Nothing but Trouble_ A Kevin Kerney Novel - Michael Mcgarrity [55]
“I’d show you around myself,” Joe said, “if we weren’t going to town.”
“Perhaps some other time,” Kerney said. “It’s generous of you to give Shaw the day off with so much work to do.”
“Walt takes maybe a day a month to himself,” Joe replied. “I’m not about to say no when he needs to get away.”
“Will he stay on after Julia takes over the ranch from you?” Kerney asked.
Joe looked a little surprised by Kerney’s question. “She told you that? Well, I guess it’s no secret. She pretty much has taken over already, but I like to kid myself that I’m still in the ramrod of the outfit. Walt will stay on. Otherwise Julia would have to give up her place in Tucson, and she’s not about to do that. She likes her city life too much to let go of it completely.”
“Would you mind if I took a look around on my own?” Kerney asked.
“Not at all,” Joe said. He paused to watch as the men cut a section of the wire fencing and began attaching it with brads to the post-and-beam corral. “Make yourself at home. Just remember to close the pasture gates behind you.”
After Joe and Bessie left, the day hands took a break, hunkering down to smoke cigarettes and drink some water. The welcome coolness of the cloudy morning had given way to a blistering sun, which felt uncomfortable in the humid air left behind by the rain squall.
Kerney talked with the men for a time, and once they learned that he ranched on a small place up in Santa Fe County and had known the Jordan family all his life, they loosened up noticeably. Mike and Pruitt, the two cowboys who’d stopped on the highway after the border agent’s body had been dumped, wanted to talk about the incident. Kerney obliged but kept his narrative of the event short.
He learned that the two men bunked together in a rented house in the town of Animas, and worked as stock haulers and heavy equipment operators when they weren’t hired out on the area ranches.
He asked Mike, a muscular six-footer in his thirties, about the problem of illegal immigrants crossing the border.

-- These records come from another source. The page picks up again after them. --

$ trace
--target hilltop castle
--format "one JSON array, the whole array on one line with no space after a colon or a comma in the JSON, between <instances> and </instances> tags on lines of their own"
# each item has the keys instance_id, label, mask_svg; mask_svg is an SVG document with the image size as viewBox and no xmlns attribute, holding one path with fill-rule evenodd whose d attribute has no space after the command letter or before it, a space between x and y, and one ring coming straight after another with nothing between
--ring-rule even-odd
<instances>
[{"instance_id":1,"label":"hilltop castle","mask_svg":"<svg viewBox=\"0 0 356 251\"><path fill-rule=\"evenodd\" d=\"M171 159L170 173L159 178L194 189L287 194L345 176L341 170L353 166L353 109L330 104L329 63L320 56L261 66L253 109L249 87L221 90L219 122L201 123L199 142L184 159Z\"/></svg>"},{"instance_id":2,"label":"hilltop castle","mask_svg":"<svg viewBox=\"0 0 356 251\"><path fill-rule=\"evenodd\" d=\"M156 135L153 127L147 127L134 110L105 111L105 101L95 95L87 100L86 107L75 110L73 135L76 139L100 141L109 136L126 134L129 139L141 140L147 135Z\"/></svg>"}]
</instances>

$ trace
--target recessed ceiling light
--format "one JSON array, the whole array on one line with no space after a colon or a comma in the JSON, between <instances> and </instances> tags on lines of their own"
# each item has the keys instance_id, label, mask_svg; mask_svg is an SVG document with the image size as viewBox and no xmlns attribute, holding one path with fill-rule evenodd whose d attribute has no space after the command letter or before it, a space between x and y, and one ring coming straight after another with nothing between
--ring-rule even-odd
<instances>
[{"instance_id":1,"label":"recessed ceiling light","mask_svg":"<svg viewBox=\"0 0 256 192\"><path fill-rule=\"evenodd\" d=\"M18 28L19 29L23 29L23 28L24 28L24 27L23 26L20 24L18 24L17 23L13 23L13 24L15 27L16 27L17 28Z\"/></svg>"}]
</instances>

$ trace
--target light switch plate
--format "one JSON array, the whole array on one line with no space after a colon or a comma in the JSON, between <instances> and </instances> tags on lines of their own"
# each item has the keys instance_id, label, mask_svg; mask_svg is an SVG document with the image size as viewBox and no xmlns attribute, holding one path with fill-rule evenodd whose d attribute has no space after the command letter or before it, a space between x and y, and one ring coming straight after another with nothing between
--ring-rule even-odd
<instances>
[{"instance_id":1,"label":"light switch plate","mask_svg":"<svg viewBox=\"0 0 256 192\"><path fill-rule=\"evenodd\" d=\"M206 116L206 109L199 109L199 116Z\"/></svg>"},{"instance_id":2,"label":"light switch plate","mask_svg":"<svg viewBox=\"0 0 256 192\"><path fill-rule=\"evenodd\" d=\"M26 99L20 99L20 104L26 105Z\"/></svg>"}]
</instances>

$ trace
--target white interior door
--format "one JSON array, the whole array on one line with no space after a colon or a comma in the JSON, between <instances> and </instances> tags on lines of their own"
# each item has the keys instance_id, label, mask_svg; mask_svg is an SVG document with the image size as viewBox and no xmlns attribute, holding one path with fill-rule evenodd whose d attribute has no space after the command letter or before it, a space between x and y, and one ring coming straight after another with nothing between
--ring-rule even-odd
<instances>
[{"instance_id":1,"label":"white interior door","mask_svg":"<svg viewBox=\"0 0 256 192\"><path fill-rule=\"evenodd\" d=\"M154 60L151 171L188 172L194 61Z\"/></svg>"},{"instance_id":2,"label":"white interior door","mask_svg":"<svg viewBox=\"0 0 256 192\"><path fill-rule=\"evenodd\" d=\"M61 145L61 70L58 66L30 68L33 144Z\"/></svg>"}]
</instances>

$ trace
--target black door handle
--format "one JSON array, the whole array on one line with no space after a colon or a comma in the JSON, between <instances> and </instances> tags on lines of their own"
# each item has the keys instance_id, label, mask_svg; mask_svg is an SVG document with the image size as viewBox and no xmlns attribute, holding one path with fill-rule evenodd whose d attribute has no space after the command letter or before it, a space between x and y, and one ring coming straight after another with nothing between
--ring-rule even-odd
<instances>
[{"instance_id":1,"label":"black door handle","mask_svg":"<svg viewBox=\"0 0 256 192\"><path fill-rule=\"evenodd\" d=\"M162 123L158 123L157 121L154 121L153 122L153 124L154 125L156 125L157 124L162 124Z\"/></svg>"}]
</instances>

“The government would have to post an army down here to stop them,” he said. “We see the crap they leave behind everywhere. Back-packs, clothing, water bottles—you name it.”
Pruitt, who had the upper body of a weight lifter and carried a few extra pounds around his waist, nodded in agreement. “Hell, if you had the time, you could track them cross country all the way to Deming.”
“I didn’t see much evidence of that when I was out here yesterday,” Kerney said.
“They make a beeline for the smelter smokestack,” Mike explained. “They call the warning beacon on it the Star of the North.”
“I heard about that,” Kerney said. “But you’d think with Antelope Wells close by, it would draw more people crossing the border through this ranch.”
Mike shrugged. “I don’t know why the coyotes don’t use it that much. But if they did, Walt Shaw would run them off in a hurry. He doesn’t let anybody on the ranch he doesn’t know personally.”
The men went back to work and Kerney left, heading south toward the barn where he’d seen Shaw and his unknown associate unload the van.
On the one hand Shaw’s protectiveness about the ranch made sense; trespassers were never welcome on private land. On the other hand Shaw’s desire to keep strangers off the ranch might serve the alternative purpose of keeping certain activities hidden.
At the barn Kerney took another look again for an entry point. But daylight made no difference and he found none. He studied the tire tracks left behind by the van and followed them south along the ranch road. Soon the valley widened and he came to a fenced pasture that held over three hundred well-fed Angus heifers and calves, along with a few bulls that had been separated from the herd into a smaller paddock. The herd was clustered around a water trough and a nearby solar panel on a metal stanchion that supplied electricity to a well pump.